RFA Wave Ruler is one of the RFA’s first double hulled tankers, fitted with diesel electric drive and capable of 18 knots. With extensive aviation facilities and a large one-spot flight deck she is capable of supporting the Merlin helicopter for long periods of time. The crew is made up of 80 Royal Fleet Auxiliary personnel and around 20 Royal Navy personnel.
On Thursday the 14th of September 2006, RFA Wave Ruler swooped on a Caribbean drug smuggling boat - in one of the biggest interdiction operations of all time.
The tanker, supported by a Royal Navy Lynx helicopter, stopped up to five tonnes of cocaine - with an estimated street value of £500 million - thought to be heading for the streets of Europe and the UK.
The Caribbean drug runners scuppered their small fishing boat and set fire to their illicit cargo North East of the Barbados coast after a night-time chase.
Ten suspected smugglers were arrested by US Coast guard officers embarked on RFA Wave Ruler.
Wave Ruler's Commanding Officer, Captain William Tait, said:
"We're all delighted. This has been a highly successful operation against those who profit from the illegal drugs trade. The removal of this cocaine from the system will be a serious blow to the traffickers and prevent drugs from reaching the streets where they cause misery and crime.
"The role played by the US Coast Guard cannot be underestimated. They are the ones who face an unknown and possibly armed threat each time they go to board a vessel.
"My ship's company is very proud that they have prevented drugs worth millions and millions of pounds from reaching the streets. Their performance was exceptional and indicative of the commitment, training and dedication of Royal Fleet Auxiliary personnel operating in support of the UK Armed Forces and our allies. The RFA is proud to play its part in the continuing war on drugs."
The drama unfolded in the early hours of Sunday morning, September 10th.

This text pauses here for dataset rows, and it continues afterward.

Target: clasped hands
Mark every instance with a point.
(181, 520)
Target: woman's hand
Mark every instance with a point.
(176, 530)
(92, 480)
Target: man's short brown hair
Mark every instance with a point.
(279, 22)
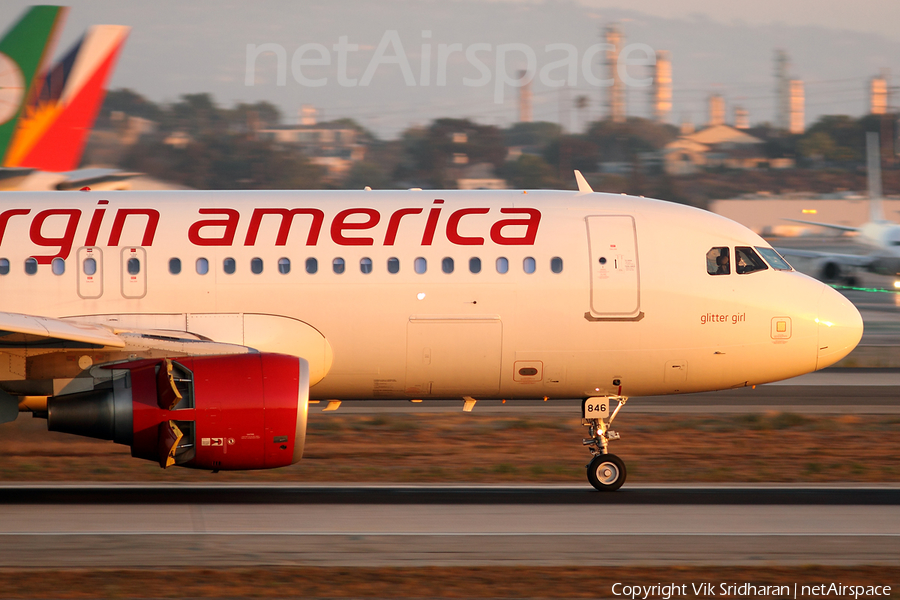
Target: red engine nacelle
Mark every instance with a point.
(244, 411)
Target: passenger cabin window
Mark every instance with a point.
(529, 265)
(775, 260)
(746, 260)
(718, 261)
(556, 264)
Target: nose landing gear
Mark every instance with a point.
(606, 472)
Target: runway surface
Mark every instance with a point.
(139, 526)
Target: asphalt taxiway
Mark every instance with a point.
(215, 526)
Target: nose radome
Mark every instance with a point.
(840, 328)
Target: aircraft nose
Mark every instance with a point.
(840, 328)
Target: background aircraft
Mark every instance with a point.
(879, 235)
(44, 138)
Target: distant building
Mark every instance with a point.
(480, 177)
(716, 110)
(334, 147)
(741, 118)
(716, 146)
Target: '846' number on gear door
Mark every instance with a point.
(595, 408)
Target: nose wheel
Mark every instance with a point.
(606, 472)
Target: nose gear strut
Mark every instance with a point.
(605, 471)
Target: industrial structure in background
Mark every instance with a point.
(525, 98)
(662, 87)
(616, 110)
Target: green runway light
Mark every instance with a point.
(859, 289)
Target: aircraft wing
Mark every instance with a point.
(827, 225)
(850, 260)
(25, 332)
(28, 331)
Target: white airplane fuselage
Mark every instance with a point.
(632, 310)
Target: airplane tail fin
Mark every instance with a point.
(873, 154)
(54, 129)
(22, 52)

At around 01.30 local time, the ship's eagle-eyed bridge team spotted a small, unlit vessel matching the position and behaviour of a suspected drug runner. The ship immediately went into a covert mode, shutting down all her lights to avoid detection.

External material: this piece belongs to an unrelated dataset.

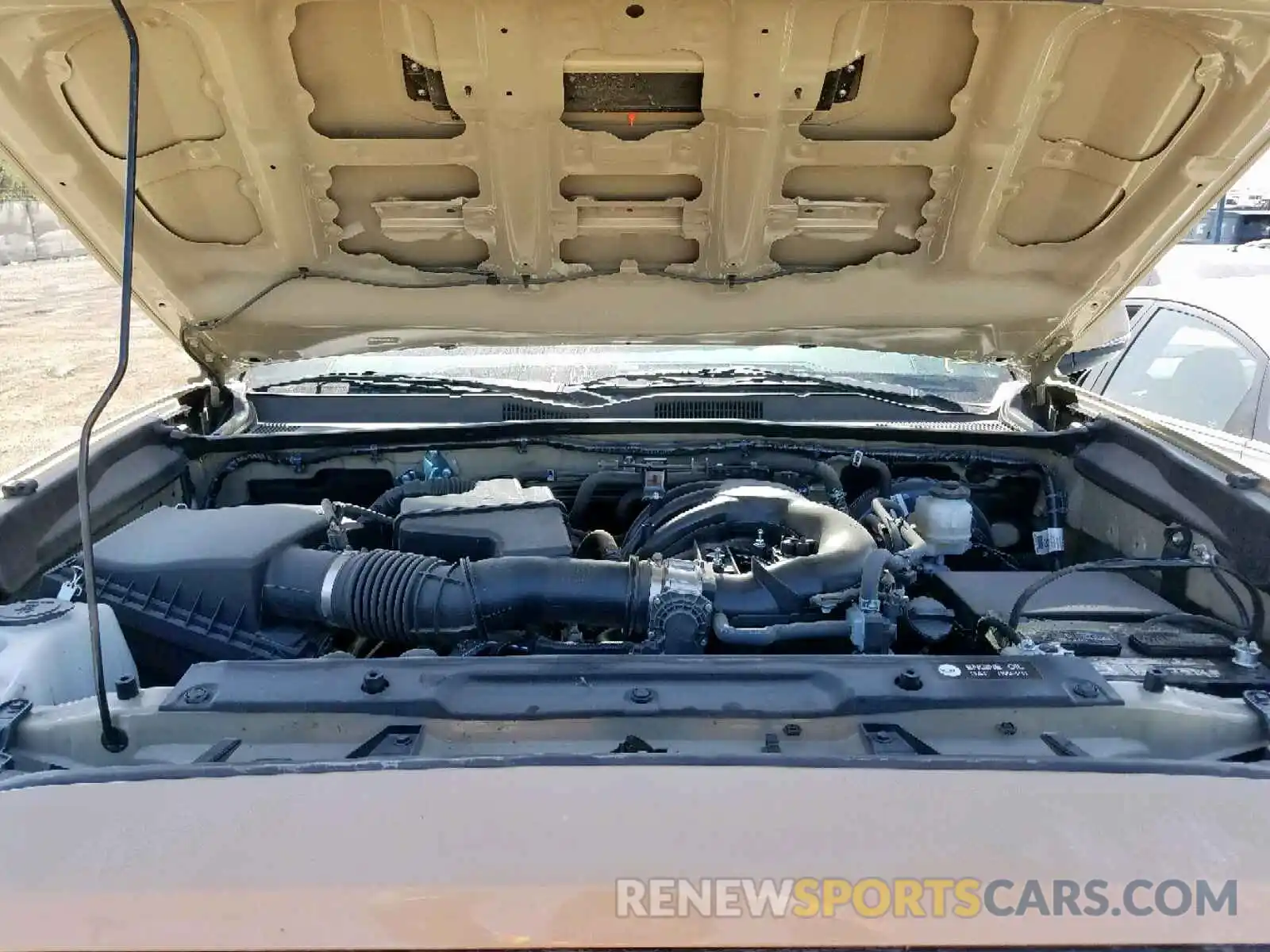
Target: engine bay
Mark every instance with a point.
(732, 552)
(318, 598)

When RFA Wave Ruler had closed the vessel sufficiently, she broke her covert stance and illuminated the fishing vessel with her signalling projector.
Almost immediately, the fishing vessel's crew set fire to their boat and within minutes the whole vessel was ablaze.
RFA Wave Ruler's crew then went into search and rescue mode, snatching all 10 of the fishing boat's crew, who had climbed into two smaller boats.
Much of the cargo was destroyed but cocaine with a street value of £65 million was recovered from the sea when it floated to the surface.
Defence Minister Lord Drayson said:
"Thanks to the crew of RFA Wave Ruler, this huge consignment of cocaine has been kept off the streets, potentially in the UK. Unstopped, these illegal drug runners might have contributed to the destruction of the lives of more young people and their families.
"The Royal Navy and Royal Fleet Auxiliary are working hard with international authorities in the Caribbean to stop illegal drug trafficking. This is yet another successful bust. My thanks go to RFA Wave Ruler."
RFA Wave Ruler ship details.
Length: 196.5 metres
Breadth: 28.25 metres
Draught: 9.97 metres
Displacement: 31,500 tonnes
Speed: 18 knots
Propulsion: Diesel electric drive 14MW electric propulsion motor, producing 27,200 bhp to a single shaft.